Trapped man survived on rotten meat

By CP


CROWSNEST PASS -- The paramedic forced to endure the southern Alberta wilderness for four frosty days, subsisting on rotting beaver meat, says he may not have been found had fate not intervened.

Ken Hildebrand, who is recovering in a Lethbridge hospital after being trapped under his crashed ATV for nearly 96 hours, said he had begun to accept he might die when a hiker and his dog from Pincher Creek came upon him.

"He was hiking and he came there because he told me he had this funny intuition and urge to go hiking there, even though he'd never been there before," Hildebrand said from his hospital bed.

Hildebrand had been out Jan. 8 collecting animal traps, about 130 km southwest of Calgary, when his quad hit a rock and rolled, landing on his leg and pinning him.

As the cold set in, he began to use those same animals to help keep him alive.

"It was time to get ready for survival mode," Hildebrand said.

As a paramedic, he knew people start losing heat quickly from their upper body, so he took a beaver carcass and set it by his groin to help keep his body warm.

He used another beaver as a bit of a windbreak and part of its skin as a makeshift pillow.

"I knew I had some (orange) surveyor's tape -- I took it and tied one end around my wrist," he said.

"I threw it at different angles to make an X.

"If someone flew over they would see me, no problem."

With no water or food with him, no snow close by and nothing but dirt around him, he quickly became dehydrated.

He pulled some surveyor's tape through his teeth to get a little bit of the dew that dropped onto it.
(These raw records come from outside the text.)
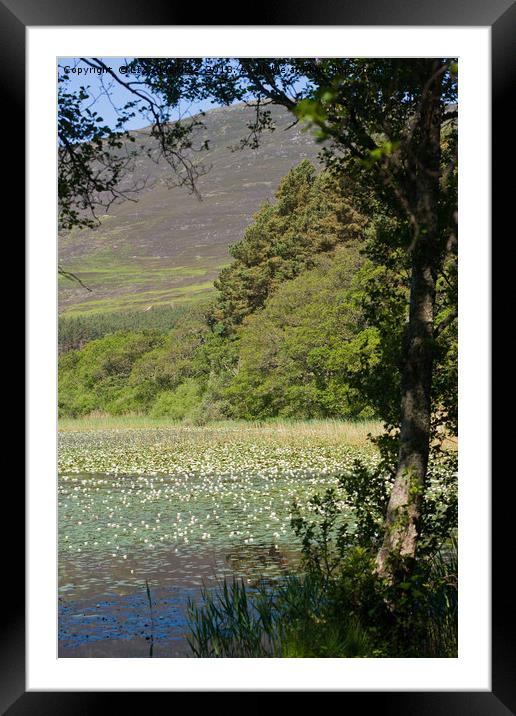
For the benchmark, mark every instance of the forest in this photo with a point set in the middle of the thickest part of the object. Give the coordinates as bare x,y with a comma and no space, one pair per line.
337,308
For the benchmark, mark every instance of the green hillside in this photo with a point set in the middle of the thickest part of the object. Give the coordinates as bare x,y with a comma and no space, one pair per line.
169,246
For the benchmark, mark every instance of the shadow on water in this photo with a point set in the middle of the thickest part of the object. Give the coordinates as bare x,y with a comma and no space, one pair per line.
153,622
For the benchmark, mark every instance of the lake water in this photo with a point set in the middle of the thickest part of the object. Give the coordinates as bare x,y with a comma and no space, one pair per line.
118,533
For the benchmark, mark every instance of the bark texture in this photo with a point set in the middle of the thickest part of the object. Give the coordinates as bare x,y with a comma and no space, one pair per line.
404,508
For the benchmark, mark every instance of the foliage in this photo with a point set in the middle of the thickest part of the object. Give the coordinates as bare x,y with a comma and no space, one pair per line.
76,331
311,215
297,355
340,607
96,377
177,404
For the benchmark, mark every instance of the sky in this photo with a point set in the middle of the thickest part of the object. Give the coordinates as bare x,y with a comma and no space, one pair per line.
100,88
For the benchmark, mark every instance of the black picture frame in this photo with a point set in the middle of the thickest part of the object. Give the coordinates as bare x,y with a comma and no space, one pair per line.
500,16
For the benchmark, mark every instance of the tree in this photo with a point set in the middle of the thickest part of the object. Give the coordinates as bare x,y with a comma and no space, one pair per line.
384,120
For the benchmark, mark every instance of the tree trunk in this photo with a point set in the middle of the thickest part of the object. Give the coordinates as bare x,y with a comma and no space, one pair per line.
404,508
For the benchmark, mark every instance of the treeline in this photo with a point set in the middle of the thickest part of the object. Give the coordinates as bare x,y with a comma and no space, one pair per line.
307,324
75,331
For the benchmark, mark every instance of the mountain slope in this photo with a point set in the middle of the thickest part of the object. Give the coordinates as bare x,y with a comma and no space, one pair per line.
168,247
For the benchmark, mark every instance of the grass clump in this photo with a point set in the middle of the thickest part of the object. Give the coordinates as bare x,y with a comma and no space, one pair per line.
339,606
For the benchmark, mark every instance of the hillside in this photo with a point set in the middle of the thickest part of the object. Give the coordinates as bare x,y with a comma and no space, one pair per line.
168,247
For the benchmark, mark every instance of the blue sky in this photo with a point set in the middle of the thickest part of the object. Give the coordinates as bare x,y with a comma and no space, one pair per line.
107,93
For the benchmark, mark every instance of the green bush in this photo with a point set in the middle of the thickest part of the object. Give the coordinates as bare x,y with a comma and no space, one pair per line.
179,403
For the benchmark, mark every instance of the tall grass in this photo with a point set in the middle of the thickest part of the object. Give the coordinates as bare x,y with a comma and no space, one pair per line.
327,432
303,617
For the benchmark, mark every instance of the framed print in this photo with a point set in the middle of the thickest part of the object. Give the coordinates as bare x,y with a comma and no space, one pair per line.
44,45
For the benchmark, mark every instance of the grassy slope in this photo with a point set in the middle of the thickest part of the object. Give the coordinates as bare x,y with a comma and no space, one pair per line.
169,246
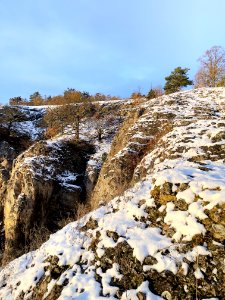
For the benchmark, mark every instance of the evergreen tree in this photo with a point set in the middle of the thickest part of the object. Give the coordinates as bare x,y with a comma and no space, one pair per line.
176,80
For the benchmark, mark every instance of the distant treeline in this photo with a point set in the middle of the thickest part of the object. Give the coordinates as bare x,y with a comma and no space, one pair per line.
69,96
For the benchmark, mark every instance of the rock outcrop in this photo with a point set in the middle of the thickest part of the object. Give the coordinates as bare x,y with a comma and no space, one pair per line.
45,186
162,236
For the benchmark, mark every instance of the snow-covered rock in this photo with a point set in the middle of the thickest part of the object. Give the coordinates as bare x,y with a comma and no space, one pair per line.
162,234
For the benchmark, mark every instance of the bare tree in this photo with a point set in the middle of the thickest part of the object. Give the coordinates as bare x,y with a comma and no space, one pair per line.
61,116
212,68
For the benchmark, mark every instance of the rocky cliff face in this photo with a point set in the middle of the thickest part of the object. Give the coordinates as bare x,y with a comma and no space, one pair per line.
162,236
45,186
42,183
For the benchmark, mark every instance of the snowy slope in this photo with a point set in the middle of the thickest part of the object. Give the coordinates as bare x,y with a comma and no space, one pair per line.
163,236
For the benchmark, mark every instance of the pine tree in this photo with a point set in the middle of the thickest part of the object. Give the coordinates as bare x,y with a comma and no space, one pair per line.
176,80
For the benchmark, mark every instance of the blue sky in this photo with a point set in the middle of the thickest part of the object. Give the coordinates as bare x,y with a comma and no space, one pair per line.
114,47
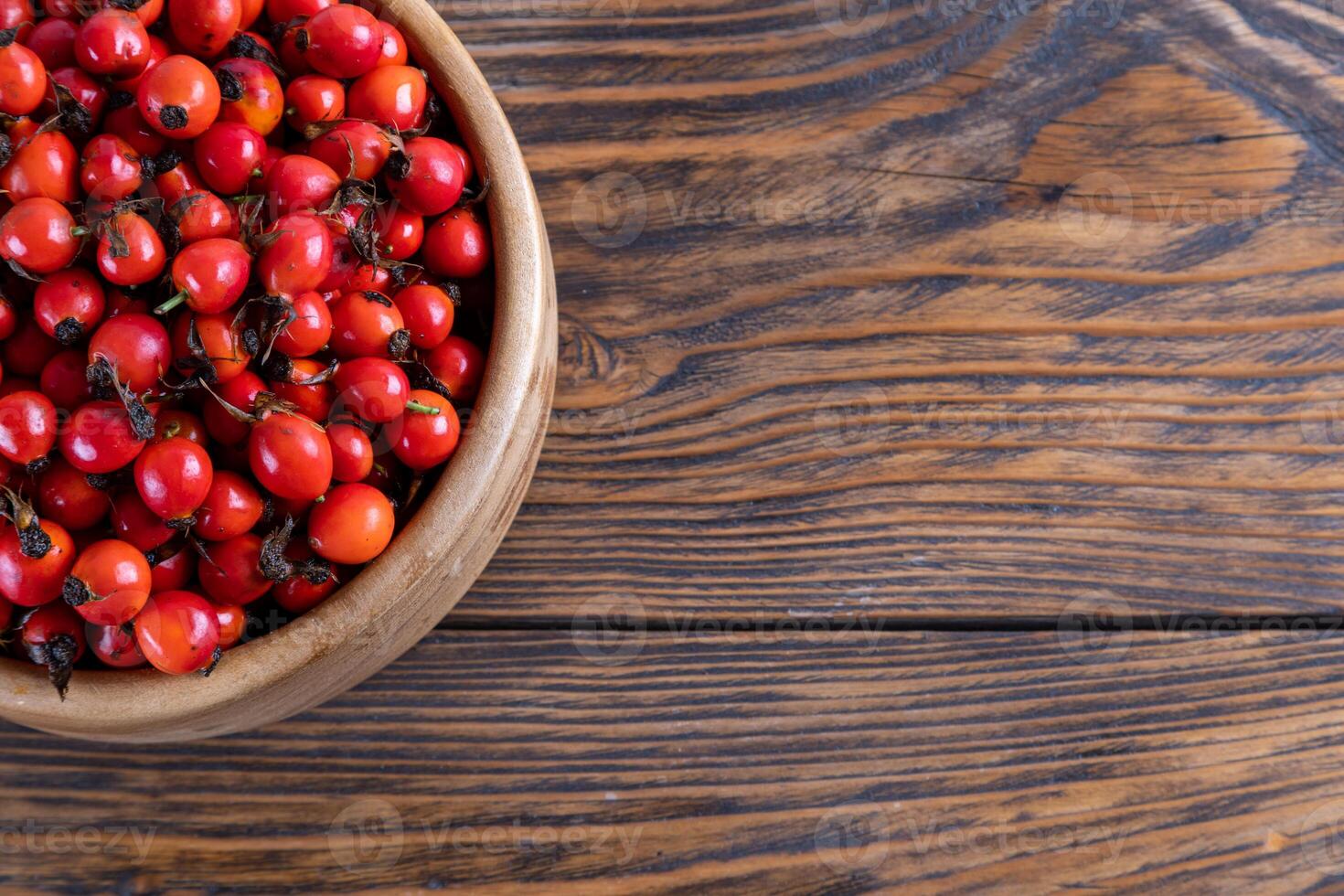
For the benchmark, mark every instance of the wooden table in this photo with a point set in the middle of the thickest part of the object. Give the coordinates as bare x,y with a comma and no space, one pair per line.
943,486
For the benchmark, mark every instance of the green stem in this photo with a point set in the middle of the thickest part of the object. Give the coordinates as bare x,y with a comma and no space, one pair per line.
422,409
172,303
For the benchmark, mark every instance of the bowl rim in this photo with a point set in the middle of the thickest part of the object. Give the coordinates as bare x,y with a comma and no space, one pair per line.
431,563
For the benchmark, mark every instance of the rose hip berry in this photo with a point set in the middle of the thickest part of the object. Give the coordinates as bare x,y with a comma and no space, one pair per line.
231,240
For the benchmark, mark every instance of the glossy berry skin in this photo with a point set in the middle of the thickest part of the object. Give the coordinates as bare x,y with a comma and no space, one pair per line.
203,215
433,180
230,571
366,142
300,185
69,304
177,632
223,349
457,245
352,453
311,328
390,96
394,51
174,477
233,507
262,102
63,379
109,168
400,232
99,438
136,346
137,524
299,258
114,646
129,251
66,497
372,389
37,234
54,42
117,579
423,441
345,40
23,80
233,624
228,154
205,27
112,43
42,164
460,366
363,323
179,97
212,274
291,457
30,581
352,526
314,98
428,312
27,426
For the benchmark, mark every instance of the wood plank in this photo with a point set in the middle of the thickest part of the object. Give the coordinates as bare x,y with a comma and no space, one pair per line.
965,314
805,762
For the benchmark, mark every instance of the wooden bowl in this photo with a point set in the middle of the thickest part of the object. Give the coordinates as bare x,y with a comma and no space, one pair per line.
398,598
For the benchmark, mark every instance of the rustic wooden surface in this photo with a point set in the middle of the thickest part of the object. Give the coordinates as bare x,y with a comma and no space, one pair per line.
895,340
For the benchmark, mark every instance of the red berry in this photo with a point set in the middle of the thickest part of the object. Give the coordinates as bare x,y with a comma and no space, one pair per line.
99,438
174,477
460,366
457,245
343,40
179,97
177,632
423,441
69,304
27,426
39,235
137,348
428,312
113,43
428,179
112,583
390,96
231,508
291,457
352,526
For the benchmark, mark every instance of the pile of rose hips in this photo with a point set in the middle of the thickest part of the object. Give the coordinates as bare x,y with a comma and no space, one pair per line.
235,237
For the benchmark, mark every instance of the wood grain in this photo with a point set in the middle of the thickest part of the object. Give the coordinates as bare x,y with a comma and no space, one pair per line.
841,762
953,306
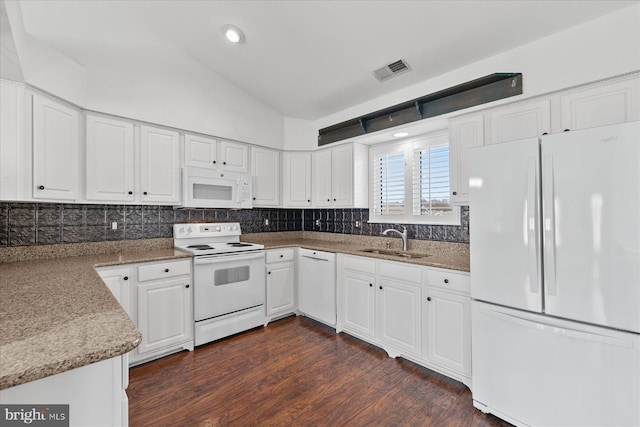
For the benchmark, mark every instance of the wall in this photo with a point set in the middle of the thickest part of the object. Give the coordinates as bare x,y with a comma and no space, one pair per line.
24,224
180,92
604,47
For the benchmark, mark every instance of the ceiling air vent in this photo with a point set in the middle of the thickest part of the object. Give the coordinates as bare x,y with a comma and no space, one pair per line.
391,70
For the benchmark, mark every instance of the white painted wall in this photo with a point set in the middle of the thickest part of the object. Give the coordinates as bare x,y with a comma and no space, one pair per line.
189,97
44,67
185,95
297,134
604,47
"I ate a lot of dirt to get a little moisture," he said.

By the second night he was so hungry he started to pick at the beaver bones an hour after the sun went down.

"I tried to eat pieces of that, but it made me sick and I threw up," he said.

Hildebrand, who works teaching first aid and heavy equipment at Keyano College in Fort McMurray, said he still has property in the Crowsnest Pass and was there seeing if he could help ranchers with problem-wolves preying on their cattle.

Hildebrand's wife, Lil, who was at the couple's home in Fort McMurray, said she was unaware her husband was even missing until receiving a call from relatives saying he had been found.

"He let friends know he was going out and when he didn't come back, they assumed he changed his mind and decided to stay out there," she said.

Lil added doctors have told her Hildebrand faces months of rehabilitation and could lose part of his right foot due to severe frostbite.